Don Quixote - Part I - Page 193/400

To which Sancho made answer, "By the living God, Sir Knight of the Rueful

Countenance, I cannot endure or bear with patience some of the things

that your worship says; and from them I begin to suspect that all you

tell me about chivalry, and winning kingdoms and empires, and giving

islands, and bestowing other rewards and dignities after the custom of

knights-errant, must be all made up of wind and lies, and all pigments or

figments, or whatever we may call them; for what would anyone think that

heard your worship calling a barber's basin Mambrino's helmet without

ever seeing the mistake all this time, but that one who says and

maintains such things must have his brains addled? I have the basin in my

sack all dinted, and I am taking it home to have it mended, to trim my

beard in it, if, by God's grace, I am allowed to see my wife and children

some day or other."

"Look here, Sancho," said Don Quixote, "by him thou didst swear by just

now I swear thou hast the most limited understanding that any squire in

the world has or ever had.

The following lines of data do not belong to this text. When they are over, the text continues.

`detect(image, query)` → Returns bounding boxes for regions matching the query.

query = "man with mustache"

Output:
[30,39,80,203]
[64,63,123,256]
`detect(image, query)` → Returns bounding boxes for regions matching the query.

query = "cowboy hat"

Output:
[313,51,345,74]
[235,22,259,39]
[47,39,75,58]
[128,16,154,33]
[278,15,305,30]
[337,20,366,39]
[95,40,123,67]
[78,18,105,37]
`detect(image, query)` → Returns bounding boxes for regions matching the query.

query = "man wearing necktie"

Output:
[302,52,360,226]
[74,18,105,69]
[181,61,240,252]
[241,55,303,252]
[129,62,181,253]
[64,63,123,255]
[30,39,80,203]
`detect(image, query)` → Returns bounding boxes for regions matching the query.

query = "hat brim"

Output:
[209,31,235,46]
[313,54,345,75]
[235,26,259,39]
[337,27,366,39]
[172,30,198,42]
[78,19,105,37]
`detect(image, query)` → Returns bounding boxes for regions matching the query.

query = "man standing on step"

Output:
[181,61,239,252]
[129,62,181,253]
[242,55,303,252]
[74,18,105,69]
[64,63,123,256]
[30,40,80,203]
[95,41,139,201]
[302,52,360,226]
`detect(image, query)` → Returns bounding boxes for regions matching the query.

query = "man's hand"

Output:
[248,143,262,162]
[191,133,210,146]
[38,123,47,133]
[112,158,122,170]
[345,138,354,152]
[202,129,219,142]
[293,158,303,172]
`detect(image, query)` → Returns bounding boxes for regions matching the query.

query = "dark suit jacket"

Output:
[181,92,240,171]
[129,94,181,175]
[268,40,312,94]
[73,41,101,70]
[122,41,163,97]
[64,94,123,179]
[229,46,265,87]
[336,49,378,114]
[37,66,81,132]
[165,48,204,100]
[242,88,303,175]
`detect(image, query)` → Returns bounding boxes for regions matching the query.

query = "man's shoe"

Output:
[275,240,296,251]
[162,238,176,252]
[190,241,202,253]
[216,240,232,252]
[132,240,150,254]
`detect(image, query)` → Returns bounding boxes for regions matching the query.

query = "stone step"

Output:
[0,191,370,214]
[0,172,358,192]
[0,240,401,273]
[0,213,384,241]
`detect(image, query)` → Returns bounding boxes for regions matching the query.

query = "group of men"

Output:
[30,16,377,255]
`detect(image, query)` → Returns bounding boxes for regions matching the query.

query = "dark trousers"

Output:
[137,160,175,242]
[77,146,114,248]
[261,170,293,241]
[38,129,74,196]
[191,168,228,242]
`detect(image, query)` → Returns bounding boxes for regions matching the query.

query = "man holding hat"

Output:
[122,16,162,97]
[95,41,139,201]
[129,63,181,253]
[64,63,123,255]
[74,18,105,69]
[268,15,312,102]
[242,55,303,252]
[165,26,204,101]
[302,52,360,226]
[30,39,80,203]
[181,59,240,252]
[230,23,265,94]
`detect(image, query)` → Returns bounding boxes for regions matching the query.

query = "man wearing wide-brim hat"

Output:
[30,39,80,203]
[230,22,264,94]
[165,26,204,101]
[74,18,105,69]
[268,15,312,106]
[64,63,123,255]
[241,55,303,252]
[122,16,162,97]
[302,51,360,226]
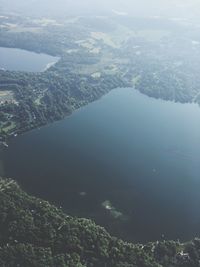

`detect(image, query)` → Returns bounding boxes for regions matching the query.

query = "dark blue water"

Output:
[0,89,200,242]
[0,47,59,72]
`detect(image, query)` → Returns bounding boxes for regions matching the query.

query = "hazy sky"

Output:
[0,0,200,18]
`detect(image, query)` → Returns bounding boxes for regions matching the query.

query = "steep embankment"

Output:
[0,179,200,267]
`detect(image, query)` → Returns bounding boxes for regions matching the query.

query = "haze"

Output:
[0,0,200,19]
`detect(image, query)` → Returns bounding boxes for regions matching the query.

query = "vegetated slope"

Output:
[0,15,200,142]
[0,179,200,267]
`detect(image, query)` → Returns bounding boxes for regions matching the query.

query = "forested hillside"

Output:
[0,179,200,267]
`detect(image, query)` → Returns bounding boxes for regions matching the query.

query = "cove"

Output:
[0,47,59,72]
[0,88,200,242]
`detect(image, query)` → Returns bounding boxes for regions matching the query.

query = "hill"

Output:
[0,179,200,267]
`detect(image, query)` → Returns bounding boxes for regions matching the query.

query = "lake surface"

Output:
[0,47,59,72]
[0,88,200,242]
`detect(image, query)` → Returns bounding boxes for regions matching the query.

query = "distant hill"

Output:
[0,179,200,267]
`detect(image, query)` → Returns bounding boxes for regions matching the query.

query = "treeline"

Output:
[0,179,200,267]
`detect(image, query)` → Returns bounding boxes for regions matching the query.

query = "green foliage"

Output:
[0,179,200,267]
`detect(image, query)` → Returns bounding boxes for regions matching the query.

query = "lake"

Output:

Is it possible that all this time thou hast

been going about with me thou hast never found out that all things

belonging to knights-errant seem to be illusions and nonsense and

ravings, and to go always by contraries? And not because it really is so,

but because there is always a swarm of enchanters in attendance upon us

that change and alter everything with us, and turn things as they please,

and according as they are disposed to aid or destroy us; thus what seems

to thee a barber's basin seems to me Mambrino's helmet, and to another it

will seem something else; and rare foresight it was in the sage who is on

my side to make what is really and truly Mambrine's helmet seem a basin

to everybody, for, being held in such estimation as it is, all the world

would pursue me to rob me of it; but when they see it is only a barber's

basin they do not take the trouble to obtain it; as was plainly shown by

him who tried to break it, and left it on the ground without taking it,

for, by my faith, had he known it he would never have left it behind.

Keep it safe, my friend, for just now I have no need of it; indeed, I

shall have to take off all this armour and remain as naked as I was born,

if I have a mind to follow Roland rather than Amadis in my penance."